Поездке предшествовало основательное изучение Чеховым материалов, способных подготовить его к всестороннему обследованию острова отверженных. В последнюю поездку его в Петербург его не часто можно было видеть в обычной светской рассеянности. Чехов сидел за книгой, напитывался впечатлениями, делал сам выписки из книг «о Сахалине и Ко» и поручал делать то же сестре и брату Александру. «Мне необходимо, — пояснял он, — возможно подробное знакомство с газетной литературой о Сахалине, ибо она интересует меня не со стороны одних только даваемых ею сведений. Сведения, конечно, сами по себе, но нужно и историческое освещение фактов, составляющих суть этих сведений. Статьи писались или людьми, никогда не бывавшими на Сахалине и ничего не смыслящими в деле, или же людьми заинтересованными, которые на сахалинском вопросе и капитал нажили, и невинность соблюли. Храбрость первых и уловки вторых, как элементы затемняющие и тормозящие, должны быть для исследователя ценнее всяких сведений, кои по большинству случайны и неверны; элементы сии отлично характеризуют отношения нашего общества вообще к делу, а к тюремному в частности. Автора же и его побуждения поймешь только тогда, когда прочтешь его статью полностью». Наконец он почувствовал, что выписок достаточно, и просил брата «избавить Публичную библиотеку от своих посещений». Он готовился, как готовятся к диссертации, преодолевая огромные (и едва ли нужные) трудности, вроде пересмотра всего (!) «Морского сборника».

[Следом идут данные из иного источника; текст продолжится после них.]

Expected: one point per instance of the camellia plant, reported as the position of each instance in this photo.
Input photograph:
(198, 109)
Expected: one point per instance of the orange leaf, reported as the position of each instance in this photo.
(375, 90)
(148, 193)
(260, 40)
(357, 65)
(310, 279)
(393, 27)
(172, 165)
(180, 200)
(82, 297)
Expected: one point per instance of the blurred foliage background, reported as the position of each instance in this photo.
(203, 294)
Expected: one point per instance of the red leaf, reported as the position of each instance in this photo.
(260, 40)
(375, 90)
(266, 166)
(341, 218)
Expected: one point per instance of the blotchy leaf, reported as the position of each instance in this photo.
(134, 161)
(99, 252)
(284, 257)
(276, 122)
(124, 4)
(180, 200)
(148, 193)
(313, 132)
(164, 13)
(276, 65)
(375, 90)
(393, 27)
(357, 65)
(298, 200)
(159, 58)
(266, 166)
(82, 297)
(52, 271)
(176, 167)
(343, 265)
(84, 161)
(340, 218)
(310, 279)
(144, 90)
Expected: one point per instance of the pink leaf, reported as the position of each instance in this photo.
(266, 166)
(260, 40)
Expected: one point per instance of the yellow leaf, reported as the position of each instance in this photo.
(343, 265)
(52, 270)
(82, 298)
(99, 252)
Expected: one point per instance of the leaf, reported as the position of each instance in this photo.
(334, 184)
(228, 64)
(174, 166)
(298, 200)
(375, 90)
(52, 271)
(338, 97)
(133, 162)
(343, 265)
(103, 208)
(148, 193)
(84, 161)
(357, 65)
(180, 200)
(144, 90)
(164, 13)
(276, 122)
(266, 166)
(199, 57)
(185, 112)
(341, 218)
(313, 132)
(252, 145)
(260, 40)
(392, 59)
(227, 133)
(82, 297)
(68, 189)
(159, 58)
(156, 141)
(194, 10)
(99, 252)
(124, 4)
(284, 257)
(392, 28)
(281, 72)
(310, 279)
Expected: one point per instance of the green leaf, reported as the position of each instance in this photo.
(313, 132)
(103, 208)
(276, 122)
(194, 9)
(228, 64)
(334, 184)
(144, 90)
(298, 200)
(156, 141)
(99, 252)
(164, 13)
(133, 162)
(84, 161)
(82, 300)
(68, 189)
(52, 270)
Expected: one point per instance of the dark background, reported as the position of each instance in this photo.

«На меня сердятся мои петербургские друзья и знакомые, — писал он А.Н. Плещееву. — За что? За то, что я мало надоедал им своим присутствием, которое мне самому уже давно надоело? Успокойте их умы, скажите им, что в Петербурге я много обедал, много ужинал, но не пленил ни одной дамы, что я каждый день был уверен, что уеду вечером с курьерским, что меня удерживали друзья и «Морской сборник», который мне нужно было перелистать весь, начиная с 1862 г. Живя в Петербурге, я в один месяц сделал столько, сколько не сделать моим молодым друзьям в целый год».

В феврале 1890 г. он писал Плещееву: «Целый день сижу, читаю и делаю выписки. В голове и на бумаге нет ничего кроме Сахалина. Умопомешательство. Mania Sachalinosa». В том же признавался он и Суворину: «День-деньской я читаю и пишу, читаю и пишу... Чем больше читаю, тем сильнее убеждение, что в два месяца я не успею сделать и четверти того, что задумал, а ведь больше двух месяцев мне нельзя сидеть на Сахалине: подлецы-пароходы не ждут! Работа разнообразная, но нудная... Приходится быть и геологом, и метеорологом, и этнографом, а к этому я не привык, и мне скучно. Читать буду о Сахалине до марта, пока есть деньги, а потом сяду за рассказы».

Временно он отказывался даже от правки собственных рассказов, чувствуя, что мысль не с ними. «Голова настроена на сахалинский лад, и во всем, что касается изящной словесности, я теперь не в состоянии отличить кулька от рогожи».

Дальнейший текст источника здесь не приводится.